Et il partit à travers toute la Galilée : il prêchait dans les synagogues des Juifs et chassait les démons (Marc 1.39).
Cette phrase résume sa tournée dans la Galilée dont l'activité principale était de prêcher. Cette province était divisée en deux : une, la montagneuse, était habitée par les Égyptiens, les Arabes et les Phéniciens. C'est aussi là que se trouvaient les tribus d'Israël, qui ont pour noms Aser et Nephtali. L'autre partie de la province s'appelait le « Grand Champ », et comprenait les tribus de Zabulon et d'Issacar, région où se trouvaient au moins 200 villes.
Je continue le texte.
Un lépreux s'approcha de lui. Il le supplia, tomba à genoux devant lui et lui dit : — Si tu le veux, tu peux me rendre pur. Jésus, pris de pitié pour lui, tendit la main, le toucha et lui dit : — Oui, je le veux, sois pur (Marc 1.40-41).
Cette maladie terrible défigurait progressivement ceux qui en étaient atteints. De plus, les malades étaient de vrais parias, totalement exclus de toutes les activités tant religieuses que sociales de leur milieu. Cet homme n'était jamais touché par quiconque et ne pouvait entrer en contact avec qui que ce soit. Si sa famille ne l'avait pas abandonné, au mieux elle lui apportait sa nourriture dans un bol et se tenait à distance. La seule relation possible entre eux était par signes. Il connaissait une existence pitoyable, un véritable supplice à tous les niveaux. En fait, il n'aurait pas dû fendre la foule et s'approcher de Jésus. La lèpre servait d'illustration du péché.
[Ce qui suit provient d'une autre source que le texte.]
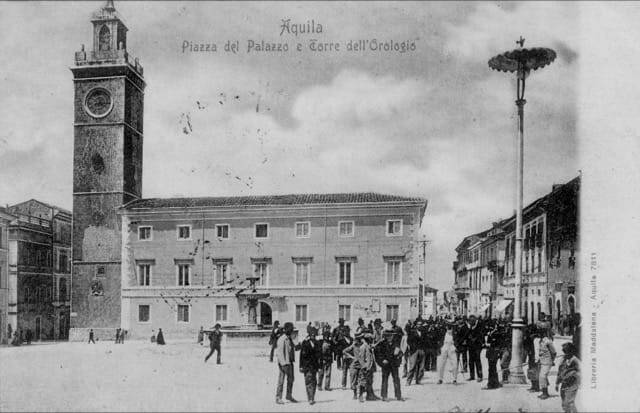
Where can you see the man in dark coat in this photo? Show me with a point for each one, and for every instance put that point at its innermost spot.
(415, 348)
(530, 334)
(389, 357)
(475, 341)
(341, 340)
(576, 335)
(310, 362)
(273, 338)
(505, 348)
(286, 355)
(431, 346)
(160, 338)
(215, 338)
(460, 341)
(494, 342)
(397, 333)
(326, 358)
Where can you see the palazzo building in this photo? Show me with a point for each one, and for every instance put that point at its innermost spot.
(182, 263)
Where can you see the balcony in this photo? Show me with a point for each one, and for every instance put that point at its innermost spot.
(114, 57)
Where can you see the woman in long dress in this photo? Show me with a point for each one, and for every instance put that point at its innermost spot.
(160, 337)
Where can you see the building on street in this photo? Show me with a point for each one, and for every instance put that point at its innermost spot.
(550, 252)
(5, 330)
(188, 262)
(182, 263)
(484, 273)
(39, 269)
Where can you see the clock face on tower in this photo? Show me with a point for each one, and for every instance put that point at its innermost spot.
(98, 102)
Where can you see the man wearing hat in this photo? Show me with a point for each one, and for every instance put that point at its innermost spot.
(475, 341)
(341, 340)
(326, 358)
(310, 362)
(370, 340)
(361, 362)
(377, 331)
(215, 337)
(415, 347)
(389, 357)
(285, 353)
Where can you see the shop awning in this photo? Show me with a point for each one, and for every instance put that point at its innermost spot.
(502, 305)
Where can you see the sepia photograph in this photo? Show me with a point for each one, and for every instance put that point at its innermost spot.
(369, 206)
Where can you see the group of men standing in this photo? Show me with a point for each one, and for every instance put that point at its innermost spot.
(357, 357)
(424, 345)
(420, 344)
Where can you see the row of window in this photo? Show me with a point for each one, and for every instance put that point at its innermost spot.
(45, 294)
(261, 230)
(301, 275)
(302, 313)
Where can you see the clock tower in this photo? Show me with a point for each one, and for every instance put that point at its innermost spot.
(107, 169)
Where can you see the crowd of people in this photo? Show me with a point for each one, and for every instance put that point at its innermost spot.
(423, 345)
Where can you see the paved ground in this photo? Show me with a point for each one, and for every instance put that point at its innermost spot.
(141, 376)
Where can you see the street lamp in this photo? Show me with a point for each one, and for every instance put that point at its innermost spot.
(521, 61)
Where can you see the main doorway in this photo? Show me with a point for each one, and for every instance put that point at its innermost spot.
(38, 328)
(265, 314)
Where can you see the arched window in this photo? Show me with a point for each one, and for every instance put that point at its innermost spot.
(62, 289)
(104, 39)
(572, 304)
(533, 316)
(539, 310)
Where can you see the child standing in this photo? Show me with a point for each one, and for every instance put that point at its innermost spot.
(568, 377)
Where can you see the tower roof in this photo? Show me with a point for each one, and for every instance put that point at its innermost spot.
(107, 12)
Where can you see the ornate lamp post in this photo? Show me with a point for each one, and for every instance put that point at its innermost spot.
(521, 61)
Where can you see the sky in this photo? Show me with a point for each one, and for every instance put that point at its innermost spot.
(433, 122)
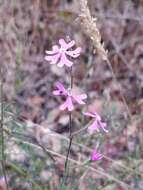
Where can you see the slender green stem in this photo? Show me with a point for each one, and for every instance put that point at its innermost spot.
(1, 129)
(70, 136)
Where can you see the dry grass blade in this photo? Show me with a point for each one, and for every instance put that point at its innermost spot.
(90, 27)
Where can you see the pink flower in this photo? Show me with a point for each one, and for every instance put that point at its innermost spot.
(96, 156)
(97, 123)
(70, 97)
(58, 55)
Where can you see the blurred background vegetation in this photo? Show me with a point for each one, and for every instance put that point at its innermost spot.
(35, 131)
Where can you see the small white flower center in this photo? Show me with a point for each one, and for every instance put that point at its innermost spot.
(62, 50)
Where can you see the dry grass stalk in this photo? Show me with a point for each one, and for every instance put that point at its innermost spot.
(90, 27)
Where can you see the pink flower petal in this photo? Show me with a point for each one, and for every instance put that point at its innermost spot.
(53, 58)
(96, 156)
(75, 53)
(66, 45)
(89, 114)
(80, 98)
(55, 49)
(93, 127)
(64, 61)
(67, 104)
(61, 89)
(103, 126)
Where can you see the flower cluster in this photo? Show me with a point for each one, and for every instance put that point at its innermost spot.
(63, 55)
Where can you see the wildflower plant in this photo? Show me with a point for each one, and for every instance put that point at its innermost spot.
(64, 55)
L'Ancien Testament ne rapporte que deux guérisons de cette maladie opérées par Dieu. Et pourtant, ce malade est convaincu que Jésus a le pouvoir de le guérir. Sans présomption et sans douter, il supplia Jésus à genoux : Si tu le veux, tu peux me rendre pur. Alors, le Seigneur toucha l'intouchable et guérit l'incurable. Ce contact humain montre que Jésus ne se sentait pas concerné par les règles des rabbins l'interdisant. C'est par sa parole autoritaire : Je le veux sois pur, que Jésus fit disparaître la lèpre. Le temps du verbe précise que cette guérison l'était « une fois pour toutes ».
Je continue le texte.
À l'instant même, la lèpre le quitta et il fut pur. Jésus le renvoya aussitôt, après lui avoir fait de sévères recommandations : — Attention, ne dis rien à personne de ce qui t'est arrivé, mais va te faire examiner par le prêtre et apporte l'offrande prescrite par Moïse pour ta purification. Cela leur prouvera qui je suis (Marc 1.42-44).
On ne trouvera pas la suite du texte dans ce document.